Özkök bu yazısında, 3 Ekim 2005 günü başlayan Türkiye - AB üyelik
müzakerelerinin önünün açılmasından bütün Türkiyen’in, hatta
Türkiye’nin komşularının duyduklarını ileri sürdüğü sevinci, nasıl
paylaştığını anlatıyor.
Özkök yazısında sevinç gecesi olarak nitelediği ama tarihini
vermediği gece sırasında Abdullah Gül’ün
hepimizin başbakanı olduğunu, Tayyip
Erdoğan’ın da AKP Genel Başkanı olarak, AB üyeliği
konusundaki ısrarı ile hepimizin gönlünde taht kurduğunu
söylüyor.
Yazıda “büyük sevinç gecesi!”nin tarihi verilmediği için
müzakere sürecinin başladığı 3 Ekim 2005’in mi, yoksa Avrupa
Parlamentosu’nun Türkiye ile üyelik sürecini olumlu karşılayan
önergeyi büyük çoğunlukla onayladığı, parlamenterlerin,
ellerindeki “Yes” “Oui” “Ja”, “Si”, “Evet” yazılı
pankartları kameralara sallayarak, gösteri yaptığı günün gecesi mi,
ya da AB ile Başbakan Erdoğan başkanlığındaki Türk heyetinin
müzakere süresinin başlaması konusunda anlaşmaya vardıkları 17
Aralık 2004 gecesi mi kastediliyor belli değil.

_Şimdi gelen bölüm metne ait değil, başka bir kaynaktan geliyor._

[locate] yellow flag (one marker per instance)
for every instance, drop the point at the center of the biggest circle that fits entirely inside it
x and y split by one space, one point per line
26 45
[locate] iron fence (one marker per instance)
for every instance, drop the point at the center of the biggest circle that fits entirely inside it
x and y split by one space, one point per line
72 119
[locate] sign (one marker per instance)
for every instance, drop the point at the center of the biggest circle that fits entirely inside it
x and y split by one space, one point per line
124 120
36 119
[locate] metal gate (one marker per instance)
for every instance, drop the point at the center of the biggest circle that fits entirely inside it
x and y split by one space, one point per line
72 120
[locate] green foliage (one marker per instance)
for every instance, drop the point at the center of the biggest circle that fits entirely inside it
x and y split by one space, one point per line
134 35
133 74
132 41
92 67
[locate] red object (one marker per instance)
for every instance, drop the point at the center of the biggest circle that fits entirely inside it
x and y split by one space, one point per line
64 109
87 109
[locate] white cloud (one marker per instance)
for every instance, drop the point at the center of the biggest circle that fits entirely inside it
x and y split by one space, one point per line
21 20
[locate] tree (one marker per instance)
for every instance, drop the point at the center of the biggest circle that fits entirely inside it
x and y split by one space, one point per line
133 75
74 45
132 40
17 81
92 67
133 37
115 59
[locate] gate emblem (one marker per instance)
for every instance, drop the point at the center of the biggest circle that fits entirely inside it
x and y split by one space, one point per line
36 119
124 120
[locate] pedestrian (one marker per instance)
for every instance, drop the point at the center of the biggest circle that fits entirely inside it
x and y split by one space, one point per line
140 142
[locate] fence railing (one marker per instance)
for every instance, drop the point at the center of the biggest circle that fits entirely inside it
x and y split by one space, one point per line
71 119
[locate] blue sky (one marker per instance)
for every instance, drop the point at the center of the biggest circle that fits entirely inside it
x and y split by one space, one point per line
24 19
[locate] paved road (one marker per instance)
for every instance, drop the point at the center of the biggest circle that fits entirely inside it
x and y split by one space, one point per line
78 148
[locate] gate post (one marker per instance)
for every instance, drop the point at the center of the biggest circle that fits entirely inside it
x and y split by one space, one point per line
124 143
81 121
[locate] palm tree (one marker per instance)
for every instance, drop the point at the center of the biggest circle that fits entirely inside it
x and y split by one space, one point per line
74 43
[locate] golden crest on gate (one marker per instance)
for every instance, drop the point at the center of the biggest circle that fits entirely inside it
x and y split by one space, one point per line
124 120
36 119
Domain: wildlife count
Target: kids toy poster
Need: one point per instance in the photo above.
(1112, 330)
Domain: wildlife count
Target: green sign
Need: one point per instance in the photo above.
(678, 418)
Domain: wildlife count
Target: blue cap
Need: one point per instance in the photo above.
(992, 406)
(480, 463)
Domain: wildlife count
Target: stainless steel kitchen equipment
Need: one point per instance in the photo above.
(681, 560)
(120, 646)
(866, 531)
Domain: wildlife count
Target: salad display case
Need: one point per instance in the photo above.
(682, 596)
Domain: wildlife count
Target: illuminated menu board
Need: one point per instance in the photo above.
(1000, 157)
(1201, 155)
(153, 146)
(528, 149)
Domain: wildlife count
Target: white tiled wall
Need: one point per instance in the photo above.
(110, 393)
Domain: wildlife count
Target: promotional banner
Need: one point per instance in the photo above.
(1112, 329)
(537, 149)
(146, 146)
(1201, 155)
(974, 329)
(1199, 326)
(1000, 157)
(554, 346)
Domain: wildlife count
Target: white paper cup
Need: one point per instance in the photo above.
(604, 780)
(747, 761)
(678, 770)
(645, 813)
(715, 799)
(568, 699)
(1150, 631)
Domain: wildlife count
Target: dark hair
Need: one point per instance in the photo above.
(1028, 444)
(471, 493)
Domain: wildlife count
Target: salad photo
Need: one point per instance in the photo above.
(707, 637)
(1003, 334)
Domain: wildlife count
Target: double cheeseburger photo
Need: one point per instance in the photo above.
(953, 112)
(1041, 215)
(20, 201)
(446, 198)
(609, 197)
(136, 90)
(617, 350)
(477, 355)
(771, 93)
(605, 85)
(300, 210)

Ama yazar bütün ülkenin Brüksel’den gelen haberi beklediğinden söz
ettiğine göre, 17 Aralık 2004’ü kastediyor olsa gerek.
***
Hemen belirtmek isterim ki, bu olaylardan hangisini kastediyor
olursa olsun, o sıralarda Abdullah Gül’ün başbakanlık dönemi sona
ermişti ve Başbakan Tayyip Erdoğan idi.
Ertuğrul Özkök’ün belleğinin azizliğine kurban gitmesinin sonucu
olan yanlışının pek önemli olmadığı söylenebilir.
Ama, uzun süre Hürriyet’i yönetmek gibi önemli görevlerde bulunmuş
yılların gazetecisi Ertuğrul Özkök’ün Türk halkının kandırılmasını
amaçlayan bir algı operasyonunu bu kadar kolayca yutup onun bir
parçası haline gelmiş olması son derece vahimdir.